The data for April 2026 has arrived, and it shifts the AI employment debate from speculation to evidence. According to outplacement firm Challenger, Gray and Christmas, US employers announced 83,387 job cuts last month, a 38 percent jump from March. Of those, 21,490 — roughly one in four — were officially attributed to artificial intelligence. For the second consecutive month, AI was named the leading single cause of workforce reductions in the United States.
These numbers land in the middle of a broader story. More than 92,000 tech jobs have been cut in the first five months of 2026 alone, with AI cited across a significant share. The pattern inside individual companies reveals the underlying logic: Meta announced 8,000 layoffs in April while simultaneously committing $135 billion in AI capital expenditure. Snap reduced 16 percent of its workforce after its CEO noted that AI now writes more than 65 percent of the company's code. Each decision is presented as rational cost management. Together, they describe a structural shift in how technology companies are staffed.
The clearest structural illustration of what is happening comes from the legal profession. MinterEllison, one of Australia's largest law firms, cut its graduate intake by nearly a third, from over 100 positions to 72, becoming the first major firm to explicitly say AI is the reason. The traditional law firm model depended on a pyramid: partners at the top, junior associates at the base handling document review, basic research, and discovery work. That base is now being handled by AI tools. When the routine work disappears, the need for the people who did it disappears with it. Herbert Smith Freehills, Allens, Mallesons, and Norton Rose Fulbright are making similar cuts while offering softer explanations. MinterEllison broke from the polite fiction.
The question of what this means historically is sharply contested. Apollo chief economist Torsten Slok drew a comparison this week to the "China shock" of the early 2000s, when China's WTO entry eliminated roughly four million US manufacturing jobs over two decades. His conclusion: the AI shock will follow the same playbook. Disruption, productivity gains, new industries, net positive outcome. "Just as cheaper Chinese inputs helped US businesses grow and hire," he wrote, "AI is already accelerating business formation and productivity gains across the economy." The China shock, after all, did not produce the mass unemployment its critics predicted.
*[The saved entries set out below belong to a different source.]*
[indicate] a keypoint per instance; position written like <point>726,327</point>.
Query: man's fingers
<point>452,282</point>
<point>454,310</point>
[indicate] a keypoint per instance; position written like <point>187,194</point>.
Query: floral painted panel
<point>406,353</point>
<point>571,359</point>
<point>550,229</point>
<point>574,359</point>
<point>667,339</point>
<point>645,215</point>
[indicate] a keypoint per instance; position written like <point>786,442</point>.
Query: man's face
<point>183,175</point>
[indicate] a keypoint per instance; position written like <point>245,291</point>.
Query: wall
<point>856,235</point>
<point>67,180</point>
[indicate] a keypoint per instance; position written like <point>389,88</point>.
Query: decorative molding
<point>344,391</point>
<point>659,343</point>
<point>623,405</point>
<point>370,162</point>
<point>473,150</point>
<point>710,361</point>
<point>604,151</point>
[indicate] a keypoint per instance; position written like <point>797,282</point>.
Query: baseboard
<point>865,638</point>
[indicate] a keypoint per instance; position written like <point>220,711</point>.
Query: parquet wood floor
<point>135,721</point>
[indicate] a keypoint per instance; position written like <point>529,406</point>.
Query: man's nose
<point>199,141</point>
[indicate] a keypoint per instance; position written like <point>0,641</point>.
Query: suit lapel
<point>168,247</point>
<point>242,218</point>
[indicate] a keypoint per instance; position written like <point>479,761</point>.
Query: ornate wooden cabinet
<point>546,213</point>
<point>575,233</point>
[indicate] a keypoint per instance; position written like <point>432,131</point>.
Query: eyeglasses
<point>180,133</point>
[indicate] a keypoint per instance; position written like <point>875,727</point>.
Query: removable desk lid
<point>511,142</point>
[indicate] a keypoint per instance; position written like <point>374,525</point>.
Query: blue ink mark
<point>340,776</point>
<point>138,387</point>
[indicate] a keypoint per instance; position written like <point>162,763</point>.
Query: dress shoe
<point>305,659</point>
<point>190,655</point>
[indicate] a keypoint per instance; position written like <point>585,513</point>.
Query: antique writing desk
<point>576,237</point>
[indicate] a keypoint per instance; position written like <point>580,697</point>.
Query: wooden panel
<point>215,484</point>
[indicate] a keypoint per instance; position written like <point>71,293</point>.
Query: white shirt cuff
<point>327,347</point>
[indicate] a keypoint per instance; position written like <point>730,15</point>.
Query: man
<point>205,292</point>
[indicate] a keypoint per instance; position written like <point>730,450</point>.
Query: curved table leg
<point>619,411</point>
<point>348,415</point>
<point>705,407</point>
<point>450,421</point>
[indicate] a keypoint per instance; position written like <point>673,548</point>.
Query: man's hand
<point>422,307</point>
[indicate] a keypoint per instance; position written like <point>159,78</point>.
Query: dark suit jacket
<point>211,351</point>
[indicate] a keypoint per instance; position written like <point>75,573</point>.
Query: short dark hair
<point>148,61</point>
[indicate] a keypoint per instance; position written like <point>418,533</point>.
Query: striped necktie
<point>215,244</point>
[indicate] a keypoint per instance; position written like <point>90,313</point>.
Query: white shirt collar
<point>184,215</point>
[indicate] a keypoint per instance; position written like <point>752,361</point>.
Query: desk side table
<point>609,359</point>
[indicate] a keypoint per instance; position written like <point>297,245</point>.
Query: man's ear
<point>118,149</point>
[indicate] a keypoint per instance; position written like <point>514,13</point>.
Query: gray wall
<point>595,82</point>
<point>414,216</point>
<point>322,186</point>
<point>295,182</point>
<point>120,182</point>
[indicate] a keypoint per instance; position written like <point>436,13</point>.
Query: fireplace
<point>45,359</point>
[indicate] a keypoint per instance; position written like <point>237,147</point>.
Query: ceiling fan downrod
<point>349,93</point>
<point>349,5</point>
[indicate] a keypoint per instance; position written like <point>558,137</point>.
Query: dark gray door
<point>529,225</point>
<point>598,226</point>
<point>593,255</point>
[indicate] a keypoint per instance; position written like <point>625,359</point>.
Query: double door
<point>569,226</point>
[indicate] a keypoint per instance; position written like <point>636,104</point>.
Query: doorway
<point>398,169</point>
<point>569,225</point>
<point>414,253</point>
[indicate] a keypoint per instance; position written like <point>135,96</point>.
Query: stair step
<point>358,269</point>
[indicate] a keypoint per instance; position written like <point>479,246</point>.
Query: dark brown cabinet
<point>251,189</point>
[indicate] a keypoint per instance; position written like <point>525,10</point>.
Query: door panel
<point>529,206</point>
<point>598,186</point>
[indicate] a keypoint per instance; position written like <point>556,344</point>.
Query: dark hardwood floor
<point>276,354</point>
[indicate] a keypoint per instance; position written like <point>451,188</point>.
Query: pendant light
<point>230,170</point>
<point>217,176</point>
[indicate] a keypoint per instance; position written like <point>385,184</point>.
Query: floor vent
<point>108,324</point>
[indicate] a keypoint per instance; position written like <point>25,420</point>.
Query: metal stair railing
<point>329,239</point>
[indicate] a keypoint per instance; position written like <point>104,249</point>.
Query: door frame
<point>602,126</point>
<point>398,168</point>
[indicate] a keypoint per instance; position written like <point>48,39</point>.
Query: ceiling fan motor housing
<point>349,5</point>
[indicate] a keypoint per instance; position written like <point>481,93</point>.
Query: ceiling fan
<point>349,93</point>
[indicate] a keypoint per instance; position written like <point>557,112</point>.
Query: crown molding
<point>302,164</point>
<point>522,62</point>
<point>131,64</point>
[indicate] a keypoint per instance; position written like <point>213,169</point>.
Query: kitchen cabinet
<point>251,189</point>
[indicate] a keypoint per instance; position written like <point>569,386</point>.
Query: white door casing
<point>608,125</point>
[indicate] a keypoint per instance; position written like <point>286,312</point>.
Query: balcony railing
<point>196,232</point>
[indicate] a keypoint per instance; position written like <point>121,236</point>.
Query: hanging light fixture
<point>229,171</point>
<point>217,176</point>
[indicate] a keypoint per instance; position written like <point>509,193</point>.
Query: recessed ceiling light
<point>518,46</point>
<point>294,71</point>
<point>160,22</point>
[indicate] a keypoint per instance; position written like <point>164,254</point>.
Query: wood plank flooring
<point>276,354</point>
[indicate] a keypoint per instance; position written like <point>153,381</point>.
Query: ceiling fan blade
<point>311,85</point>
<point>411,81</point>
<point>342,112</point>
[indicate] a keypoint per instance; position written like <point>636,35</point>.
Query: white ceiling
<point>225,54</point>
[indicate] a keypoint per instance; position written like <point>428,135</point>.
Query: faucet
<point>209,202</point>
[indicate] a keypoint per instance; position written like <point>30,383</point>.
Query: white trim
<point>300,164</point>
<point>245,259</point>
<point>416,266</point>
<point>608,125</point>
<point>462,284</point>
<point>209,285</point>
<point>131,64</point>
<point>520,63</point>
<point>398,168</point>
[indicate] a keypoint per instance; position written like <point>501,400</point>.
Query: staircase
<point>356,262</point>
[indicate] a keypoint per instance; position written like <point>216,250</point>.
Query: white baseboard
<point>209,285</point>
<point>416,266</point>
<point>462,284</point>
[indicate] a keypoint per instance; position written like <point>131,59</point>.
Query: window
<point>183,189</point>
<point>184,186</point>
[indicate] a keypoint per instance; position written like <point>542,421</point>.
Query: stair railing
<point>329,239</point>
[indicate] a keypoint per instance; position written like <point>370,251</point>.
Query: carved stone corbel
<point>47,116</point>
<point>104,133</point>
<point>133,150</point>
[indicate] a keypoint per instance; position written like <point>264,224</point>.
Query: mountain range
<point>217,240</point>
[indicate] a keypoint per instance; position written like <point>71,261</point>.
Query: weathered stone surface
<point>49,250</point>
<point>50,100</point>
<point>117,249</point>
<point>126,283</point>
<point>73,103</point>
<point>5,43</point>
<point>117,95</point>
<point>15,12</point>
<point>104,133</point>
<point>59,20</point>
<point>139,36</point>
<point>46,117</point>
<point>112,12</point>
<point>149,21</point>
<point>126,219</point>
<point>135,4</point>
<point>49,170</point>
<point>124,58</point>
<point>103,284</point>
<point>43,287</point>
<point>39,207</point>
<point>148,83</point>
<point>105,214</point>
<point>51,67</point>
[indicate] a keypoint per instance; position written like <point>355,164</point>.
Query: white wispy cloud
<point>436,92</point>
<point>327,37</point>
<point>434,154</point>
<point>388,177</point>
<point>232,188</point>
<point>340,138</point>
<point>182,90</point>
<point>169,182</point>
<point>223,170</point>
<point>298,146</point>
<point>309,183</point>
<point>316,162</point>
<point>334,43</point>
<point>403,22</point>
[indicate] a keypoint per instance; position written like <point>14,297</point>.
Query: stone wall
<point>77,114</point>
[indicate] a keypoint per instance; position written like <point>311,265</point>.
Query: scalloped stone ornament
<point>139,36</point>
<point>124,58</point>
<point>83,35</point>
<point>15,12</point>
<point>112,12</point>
David Autor, one of the economists who coined the "China shock" term, accepts the parallel but draws the opposite lesson from it. The China shock was experienced by specific regions and sectors: Midwestern factory towns, Southern textile communities, places with economies tied to a single industry. It was geographically concentrated, which made it politically visible and, to some degree, policy-addressable. AI is different: it targets job functions, not geographies or industries. Document review disappears from law firms and from any organisation that relies on it. Basic coding assistance disappears from junior developers across every sector. The displacement is diffuse, affecting every industry simultaneously, and that diffusion makes it harder to measure, harder to respond to with targeted policy, and harder for any particular community to organise around.
There is also an important asymmetry in how the productivity gains flow. When cheap Chinese manufacturing inputs reduced the cost base for US manufacturers, those savings could be reinvested in production and wages within the US economy. When AI replaces a paralegal, the firm saves the cost of that role and captures the saving as margin. The displaced paralegal earns nothing and buys less. At scale, this pattern does not simply redistribute income; it begins to shrink the pool of income available to be spent.
The law firm pyramid is a useful frame not because lawyers are uniquely vulnerable, but because the profession's structure makes the mechanism visible. The entry-level work was never the destination; it was the training ground for judgment that takes years to develop. Remove the entry-level work and you do not just cut some jobs: you cut the pipeline that produces the senior professionals the firms will still need. How MinterEllison replaces that pipeline is a question the firm has not yet answered publicly.